Essendon drafted well last year, and in 2014. They got talent as well as a few enthusiastic personalities who will want to play, and should play with optimism and confidence.
They’ll get a large taste of senior football, and have time to take in the game plan. The coaches will be forced to take a longer look at who and what they have to work with than they might have. To find three or four members of 2017’s best 22 would be handy, knowing some more well-placed draft picks will be on the way.
That said, a challenge will be to make sure the youngsters don’t get overcooked; it won’t help Darcy Parish or even the older Jayden Laverde or Kyle Langford to be bashed around all year.
The next layer of players should be looking forward to the opportunities that will come their way, too, though the Bombers aren’t actually carrying as many mostly untried mid-rangers as they have in recent seasons, after a significant clean-out last year.
It may be tricky to assess the progress of Joe Daniher and Zach Merrett, given the state of the side around them. But they know they can play, with impact and influence. They might make those assessments easier. Others are more interesting. Marty Gleeson, Jackson Merrett, Jason Ashby have all been around the club for a while now, Orazio Fantasia, too. Shaun Edwards is in year five.
The Bombers will find out much more about their capabilities than they might have; Ashby will miss some time with a knee injury but the others will play much more responsible roles.
In the absence of the suspended 12, it has also been their job to drive the club’s culture for the past few months, to almost reset it. The club would love to uncover a new leader or two. There is no time for them to be passive.
Those players will also have access to new information. They have only played alongside two teammates who knew what it took to play in a premiership: Dustin Fletcher and Paul Chapman.
Now they have four: James Kelly, Mathew Stokes, Jonathan Simpkin and Craig Bird should all have new things to teach them, while Sam Grimley knows how the Hawks do things.
Some of the top-ups – Grimley, Matt Dea, James Polkinghorne, Sam Michael – will want to be around for more than just this season, and will play with that motivation.
Essendon will also find out plenty about Mitch Brown and Michael Hartley, who were drafted for depth and with Cale Hooker and Michael Hurley gone, they will be asked for much more than that.
One or both finding their feet would mean having key defenders in place should Hurley or Hooker, or both, leave at the end of the year. Or not having to go straight back to the draft for new depth.

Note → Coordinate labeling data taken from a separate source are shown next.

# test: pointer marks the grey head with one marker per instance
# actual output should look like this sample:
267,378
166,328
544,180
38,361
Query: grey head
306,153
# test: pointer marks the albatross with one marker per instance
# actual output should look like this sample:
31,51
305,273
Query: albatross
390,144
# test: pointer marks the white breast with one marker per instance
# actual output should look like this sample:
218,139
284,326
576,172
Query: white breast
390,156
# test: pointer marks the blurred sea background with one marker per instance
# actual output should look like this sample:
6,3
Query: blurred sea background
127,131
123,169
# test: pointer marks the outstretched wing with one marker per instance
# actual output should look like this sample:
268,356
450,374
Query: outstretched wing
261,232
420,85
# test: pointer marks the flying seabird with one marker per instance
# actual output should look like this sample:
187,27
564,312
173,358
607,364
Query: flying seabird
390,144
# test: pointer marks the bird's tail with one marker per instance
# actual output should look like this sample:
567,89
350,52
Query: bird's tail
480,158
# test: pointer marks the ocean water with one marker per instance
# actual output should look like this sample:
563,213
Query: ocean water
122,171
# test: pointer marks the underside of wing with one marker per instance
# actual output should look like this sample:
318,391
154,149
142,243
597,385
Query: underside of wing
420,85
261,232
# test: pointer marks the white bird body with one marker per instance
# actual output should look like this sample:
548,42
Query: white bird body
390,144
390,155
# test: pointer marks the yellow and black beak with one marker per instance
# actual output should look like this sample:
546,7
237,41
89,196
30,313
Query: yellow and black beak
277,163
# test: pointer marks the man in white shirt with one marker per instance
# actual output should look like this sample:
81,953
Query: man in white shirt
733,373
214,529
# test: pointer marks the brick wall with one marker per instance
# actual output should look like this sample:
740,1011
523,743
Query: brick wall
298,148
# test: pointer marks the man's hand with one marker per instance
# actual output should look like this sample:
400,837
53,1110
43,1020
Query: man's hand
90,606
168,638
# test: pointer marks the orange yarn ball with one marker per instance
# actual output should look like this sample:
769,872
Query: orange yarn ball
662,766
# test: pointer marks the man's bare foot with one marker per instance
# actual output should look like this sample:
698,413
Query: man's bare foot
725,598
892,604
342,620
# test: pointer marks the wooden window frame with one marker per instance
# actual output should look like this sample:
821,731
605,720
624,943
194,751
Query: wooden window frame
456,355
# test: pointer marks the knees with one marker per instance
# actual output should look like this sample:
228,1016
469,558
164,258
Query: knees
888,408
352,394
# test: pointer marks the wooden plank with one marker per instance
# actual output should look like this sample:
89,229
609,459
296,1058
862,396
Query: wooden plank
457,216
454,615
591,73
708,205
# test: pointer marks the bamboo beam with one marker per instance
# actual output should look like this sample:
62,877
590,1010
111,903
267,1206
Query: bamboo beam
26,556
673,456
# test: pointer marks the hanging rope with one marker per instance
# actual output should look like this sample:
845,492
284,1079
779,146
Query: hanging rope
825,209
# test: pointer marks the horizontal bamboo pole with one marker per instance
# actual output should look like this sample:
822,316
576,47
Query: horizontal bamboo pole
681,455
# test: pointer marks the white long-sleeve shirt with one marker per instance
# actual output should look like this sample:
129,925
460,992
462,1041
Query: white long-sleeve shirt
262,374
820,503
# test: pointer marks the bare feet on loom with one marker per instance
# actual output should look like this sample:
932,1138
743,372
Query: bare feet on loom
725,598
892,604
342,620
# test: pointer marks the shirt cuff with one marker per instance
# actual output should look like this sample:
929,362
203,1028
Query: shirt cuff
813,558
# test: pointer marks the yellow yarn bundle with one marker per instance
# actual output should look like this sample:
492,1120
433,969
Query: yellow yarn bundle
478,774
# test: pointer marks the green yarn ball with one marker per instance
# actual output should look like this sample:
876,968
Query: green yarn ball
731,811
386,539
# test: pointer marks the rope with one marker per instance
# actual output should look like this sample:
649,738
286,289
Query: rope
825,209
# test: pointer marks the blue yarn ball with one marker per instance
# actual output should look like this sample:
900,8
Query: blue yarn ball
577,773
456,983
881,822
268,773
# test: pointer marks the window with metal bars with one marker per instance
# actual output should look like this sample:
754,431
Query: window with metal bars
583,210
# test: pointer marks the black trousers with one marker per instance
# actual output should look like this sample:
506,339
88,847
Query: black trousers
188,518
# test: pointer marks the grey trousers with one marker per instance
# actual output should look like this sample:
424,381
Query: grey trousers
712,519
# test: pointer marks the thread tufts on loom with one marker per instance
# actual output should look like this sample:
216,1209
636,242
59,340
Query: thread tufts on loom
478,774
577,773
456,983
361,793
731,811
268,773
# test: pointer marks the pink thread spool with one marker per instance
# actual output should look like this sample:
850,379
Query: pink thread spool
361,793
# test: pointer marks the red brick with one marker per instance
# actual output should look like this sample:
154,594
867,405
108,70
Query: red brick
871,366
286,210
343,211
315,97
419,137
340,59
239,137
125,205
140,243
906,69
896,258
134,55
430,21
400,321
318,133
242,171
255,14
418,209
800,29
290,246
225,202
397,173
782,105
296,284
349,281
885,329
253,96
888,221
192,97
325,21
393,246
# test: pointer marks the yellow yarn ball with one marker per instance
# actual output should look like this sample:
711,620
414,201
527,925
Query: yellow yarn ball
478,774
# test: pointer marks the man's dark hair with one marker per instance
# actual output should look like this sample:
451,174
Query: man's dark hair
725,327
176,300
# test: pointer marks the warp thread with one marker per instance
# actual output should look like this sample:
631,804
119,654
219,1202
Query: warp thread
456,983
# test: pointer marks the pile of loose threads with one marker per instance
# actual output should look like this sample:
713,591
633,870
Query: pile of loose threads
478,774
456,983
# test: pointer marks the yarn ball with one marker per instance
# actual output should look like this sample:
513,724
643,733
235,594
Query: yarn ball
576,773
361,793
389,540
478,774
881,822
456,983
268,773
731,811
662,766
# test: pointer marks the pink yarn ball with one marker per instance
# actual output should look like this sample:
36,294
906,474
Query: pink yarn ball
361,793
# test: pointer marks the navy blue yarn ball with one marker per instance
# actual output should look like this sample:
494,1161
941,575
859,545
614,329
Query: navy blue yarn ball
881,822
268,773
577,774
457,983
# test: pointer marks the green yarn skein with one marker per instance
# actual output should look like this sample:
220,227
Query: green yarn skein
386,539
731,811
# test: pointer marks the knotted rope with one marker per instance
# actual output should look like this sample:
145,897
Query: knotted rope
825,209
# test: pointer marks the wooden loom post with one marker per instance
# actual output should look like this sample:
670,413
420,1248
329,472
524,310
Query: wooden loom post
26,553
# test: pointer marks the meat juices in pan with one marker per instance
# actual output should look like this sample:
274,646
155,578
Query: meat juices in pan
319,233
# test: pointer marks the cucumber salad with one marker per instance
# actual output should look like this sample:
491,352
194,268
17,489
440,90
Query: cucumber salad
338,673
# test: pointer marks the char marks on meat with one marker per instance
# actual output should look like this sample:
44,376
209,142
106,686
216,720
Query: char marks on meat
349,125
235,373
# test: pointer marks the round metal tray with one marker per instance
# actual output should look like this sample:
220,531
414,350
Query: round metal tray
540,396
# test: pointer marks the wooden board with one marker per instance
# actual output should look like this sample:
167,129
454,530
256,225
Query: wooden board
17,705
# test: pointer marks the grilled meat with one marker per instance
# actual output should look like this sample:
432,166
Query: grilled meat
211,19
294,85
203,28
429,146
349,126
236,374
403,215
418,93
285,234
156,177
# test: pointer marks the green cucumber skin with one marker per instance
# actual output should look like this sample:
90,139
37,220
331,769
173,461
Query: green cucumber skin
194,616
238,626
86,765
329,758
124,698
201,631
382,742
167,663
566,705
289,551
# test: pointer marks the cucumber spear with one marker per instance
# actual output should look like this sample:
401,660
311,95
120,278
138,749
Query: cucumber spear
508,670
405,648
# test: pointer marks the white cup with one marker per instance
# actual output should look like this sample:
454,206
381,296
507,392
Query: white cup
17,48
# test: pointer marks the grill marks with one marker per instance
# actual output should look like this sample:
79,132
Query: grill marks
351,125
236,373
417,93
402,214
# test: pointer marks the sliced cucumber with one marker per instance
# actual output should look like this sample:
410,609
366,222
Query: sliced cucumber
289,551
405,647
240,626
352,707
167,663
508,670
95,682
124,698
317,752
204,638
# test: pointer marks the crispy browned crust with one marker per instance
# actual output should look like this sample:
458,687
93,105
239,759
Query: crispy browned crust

This will be an interesting year for Brendon Goddard; as captain of a young group that will have some tough days, he’ll have to be new things to his teammates after 15 years in the game.
Mark Baguley has grown steadily as a player, and had already been voted into the leadership group before becoming Goddard’s deputy. He’ll have even more authority, and the chance to become even more confident in his standing.
For David Zaharakis to put together a consistent, assertive season, in difficult times and without a lot of established support some weeks, would be a major plus. It’s a big year for him.
The same goes for Matthew Leuenberger. He has a history of being injured and has already had an interrupted lead-in. But he can get things Essendon struggled to get last year: hit-outs.
Which brings us to what will perhaps be the most important part of the year: the end, as the suspended players start to watch on and contemplate what they want to do and where they want to be when it comes.
Probably the most positive thing Essendon can get out of 2016, as the Bombers take a deep breath and dive into a tough six months, is to make sure the players they want back, do come back.